Below is a list definitions to terms commonly found in physician incentive plans.
Bonus means a payment a physician or entity receives beyond any salary, fee-for-service payments, capitation or returned withhold. Bonuses and other compensation that are not based on referral levels (such as bonuses based solely on quality of care, patient satisfaction or physician participation on a committee) are not considered in the calculation of substantial financial risk.
Capitation means a set dollar payment per patient per unit of time (usually per month) that is paid to cover a specified set of services and administrative costs without regard to the actual number of services provided. The services covered may include a physician's own services, referral services or all medical services.
Panel size means the number of patients served by a physician or physician group. If the panel is greater than 25,000 patients, then the physician group is not considered to be at substantial financial risk because the risk is spread over the large number of patients. Stop loss and beneficiary surveys would not be required.
Physician group means a partnership, association, corporation, individual practice association (IPA), or other group that distributes income from the practice among members. An IPA is a physician group only if it is composed of individual physicians and has no subcontracts with other physician groups.
Intermediate entities are entities which contract between an MCO or one of its subcontractors and a physician or physician group, other than physician groups themselves. An IPA is considered an intermediate entity if it contracts with one or more physician groups in addition to contracting with individual physicians.
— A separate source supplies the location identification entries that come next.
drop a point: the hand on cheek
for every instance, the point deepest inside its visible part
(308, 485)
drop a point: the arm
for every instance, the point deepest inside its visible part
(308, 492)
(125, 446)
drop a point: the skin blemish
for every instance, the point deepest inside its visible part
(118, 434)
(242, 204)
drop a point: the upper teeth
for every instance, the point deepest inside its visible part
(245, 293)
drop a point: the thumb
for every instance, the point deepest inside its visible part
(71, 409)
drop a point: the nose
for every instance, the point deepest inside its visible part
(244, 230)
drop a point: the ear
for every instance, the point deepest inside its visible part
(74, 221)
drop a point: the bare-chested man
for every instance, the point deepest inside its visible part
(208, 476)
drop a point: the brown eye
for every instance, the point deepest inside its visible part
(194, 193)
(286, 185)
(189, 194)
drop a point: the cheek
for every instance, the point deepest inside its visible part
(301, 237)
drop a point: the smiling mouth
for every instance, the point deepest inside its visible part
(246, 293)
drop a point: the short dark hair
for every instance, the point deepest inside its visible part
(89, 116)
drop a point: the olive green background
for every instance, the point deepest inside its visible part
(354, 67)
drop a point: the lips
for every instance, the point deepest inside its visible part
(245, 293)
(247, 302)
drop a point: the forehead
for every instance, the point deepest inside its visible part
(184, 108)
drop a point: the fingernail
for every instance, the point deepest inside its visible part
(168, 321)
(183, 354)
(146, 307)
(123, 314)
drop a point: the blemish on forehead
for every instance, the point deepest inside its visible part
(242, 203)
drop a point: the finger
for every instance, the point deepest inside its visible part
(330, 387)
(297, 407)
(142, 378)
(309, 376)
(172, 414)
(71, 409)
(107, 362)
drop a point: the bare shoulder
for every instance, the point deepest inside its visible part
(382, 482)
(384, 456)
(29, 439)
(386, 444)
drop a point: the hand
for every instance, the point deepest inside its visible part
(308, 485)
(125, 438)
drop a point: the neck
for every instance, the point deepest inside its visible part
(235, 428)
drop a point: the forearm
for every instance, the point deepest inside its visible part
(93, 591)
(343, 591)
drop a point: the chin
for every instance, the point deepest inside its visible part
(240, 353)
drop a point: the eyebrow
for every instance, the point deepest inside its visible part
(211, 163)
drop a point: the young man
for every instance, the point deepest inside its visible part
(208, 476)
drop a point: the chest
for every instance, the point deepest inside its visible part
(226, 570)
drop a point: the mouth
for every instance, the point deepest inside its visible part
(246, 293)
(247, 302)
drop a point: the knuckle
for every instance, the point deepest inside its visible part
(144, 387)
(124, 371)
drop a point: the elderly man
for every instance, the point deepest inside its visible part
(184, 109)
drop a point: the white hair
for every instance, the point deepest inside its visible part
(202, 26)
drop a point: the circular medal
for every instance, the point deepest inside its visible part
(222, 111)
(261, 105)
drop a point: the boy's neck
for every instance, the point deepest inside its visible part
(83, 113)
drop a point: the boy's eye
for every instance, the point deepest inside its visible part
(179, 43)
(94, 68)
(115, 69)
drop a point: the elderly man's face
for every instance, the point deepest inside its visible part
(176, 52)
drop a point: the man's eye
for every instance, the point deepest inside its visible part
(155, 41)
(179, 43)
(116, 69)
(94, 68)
Physician incentive plan means any compensation arrangement at any contracting level between an MCO and a physician or physician group that may directly or indirectly have the effect of reducing or limiting services furnished to Medicare or Medicaid enrollees in the MCO. MCOs must report on physician incentive plans between the MCO itself and individual physicians and groups and also between groups or intermediate contracting entities (e.g., certain IPAs, Physician-Hospital Organizations) and individual physicians and groups. The MCO only needs to report the details on physician incentive plans between groups and individual physicians if those physicians are placed at substantial financial risk by the group's incentive arrangement.
Potential payments means the maximum anticipated total payments (based on the most recent year's utilization and experience and any current or anticipated factors that may affect payment amounts) that could be received if use or costs of referral services were low enough. These payments include amounts paid for services furnished or referred by the physician/group, plus amounts paid for administrative costs. The only payments not included in potential payments are bonuses or other compensation not based on referrals (e.g., bonuses based on patient satisfaction or other quality of care factors).
Referral services means any specialty, inpatient, outpatient or laboratory services that are ordered or arranged, but not furnished directly. Situations may arise where services not normally considered referral services will need to be considered referral services for purposes of determining if a physician/group is at substantial financial risk. For instance, an MCO may require a physician/group to authorize "retroactive" referrals for emergency care received outside the MCO's network. In so far as the physician/group can experience an increase in bonus (if emergency referrals are low) or a reduction in capitation/increase in withhold (if emergency referrals are high), then these emergency services are considered referral services and need to be included in the calculation of substantial financial risk.
Also, if a physician group contracts with an individual physician or another group to provide services which the initial group cannot provide itself, any services referred to the contracted physician/group should be considered referral services.
Substantial financial risk means an incentive arrangement that places the physician or physician group at risk for amounts beyond the risk threshold, if the risk is based on the use or costs of referral services. The risk threshold is 25%.
Withhold means a percentage of payments or set dollar amounts that are deducted from a the service fee, capitation or salary payment, and that may or may not be returned, depending on specific predetermined factors.